Hundreds of Chinese temple paintings recovered, 23 theft suspects arrested so far
Paintings, some from before the Qing dynasty, are to be restored
Over 400 mural paintings stolen from unprotected ancient Chinese temples are to be returned after 23 suspects involved in the thefts were arrested.
The colourful paintings, some of which date from before the Qing dynasty (1644–1911) were stolen from temples in seven counties and 22 towns across China’s northeastern Shanxi province , according to mainland media portal Thepaper.cn.
The police located the first batch of 39 paintings in October, together with three suspects who were involved in illegally acquiring and selling these art pieces.
Another 12 people were arrested last month when they were discovered with another 260 pieces of art stolen from the temples. Another eight people were arrested for trying to sell the paintings.

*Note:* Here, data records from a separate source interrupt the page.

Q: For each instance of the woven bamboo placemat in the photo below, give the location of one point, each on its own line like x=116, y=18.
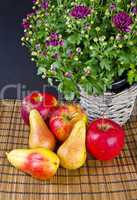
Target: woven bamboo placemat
x=113, y=180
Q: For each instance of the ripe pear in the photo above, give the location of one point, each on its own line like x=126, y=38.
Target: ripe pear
x=72, y=153
x=40, y=135
x=39, y=163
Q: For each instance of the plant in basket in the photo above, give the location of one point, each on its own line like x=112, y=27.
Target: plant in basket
x=85, y=45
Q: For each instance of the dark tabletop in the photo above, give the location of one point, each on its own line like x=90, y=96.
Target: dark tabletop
x=17, y=72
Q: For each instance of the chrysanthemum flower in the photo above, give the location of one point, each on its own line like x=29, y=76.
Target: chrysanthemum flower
x=79, y=12
x=122, y=21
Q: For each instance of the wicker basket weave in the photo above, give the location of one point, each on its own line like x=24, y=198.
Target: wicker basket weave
x=110, y=105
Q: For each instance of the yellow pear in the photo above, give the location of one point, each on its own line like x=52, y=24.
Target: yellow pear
x=72, y=153
x=39, y=163
x=40, y=135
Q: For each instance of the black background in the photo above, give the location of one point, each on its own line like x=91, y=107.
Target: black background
x=15, y=64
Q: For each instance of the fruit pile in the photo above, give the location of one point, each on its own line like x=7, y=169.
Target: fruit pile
x=61, y=135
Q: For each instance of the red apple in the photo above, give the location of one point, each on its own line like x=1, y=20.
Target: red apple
x=43, y=102
x=105, y=139
x=63, y=119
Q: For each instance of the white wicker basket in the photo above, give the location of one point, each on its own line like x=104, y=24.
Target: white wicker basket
x=110, y=105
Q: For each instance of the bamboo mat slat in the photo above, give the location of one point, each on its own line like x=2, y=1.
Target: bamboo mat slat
x=113, y=180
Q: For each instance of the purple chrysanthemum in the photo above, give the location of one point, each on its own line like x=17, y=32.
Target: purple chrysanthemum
x=25, y=24
x=112, y=6
x=122, y=21
x=55, y=56
x=45, y=4
x=68, y=74
x=54, y=36
x=34, y=1
x=79, y=12
x=54, y=40
x=134, y=10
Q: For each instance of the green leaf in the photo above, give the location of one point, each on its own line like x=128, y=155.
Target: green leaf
x=75, y=38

Police continued to locate another 109 paintings stolen by the group on March 9, after the arrests, but said some were counterfeits.
“Some look like they are [newly] painted,” one police officer said.
Police believe some of the suspects’ accomplices are still at large with more paintings.
Some of the hundreds of stolen paintings are as tall as a man and some had been framed for resale.
A mural painting collector, Liu Xiaohua, was quoted as saying the thieves first painted a layer of transparent glue on the art work, then placed thin plastic wrap on top of it. After the glue dried, the thieves used thin knives to slash the artwork from the backing which was stuck on the temple walls.
Conservation activist Tang Daiwah said one of the biggest problems of conserving old temples in the area was a lack of security due to no funding by the local governments.
“No one looks after the temples, that’s why there is no risk in stealing,” Tang said.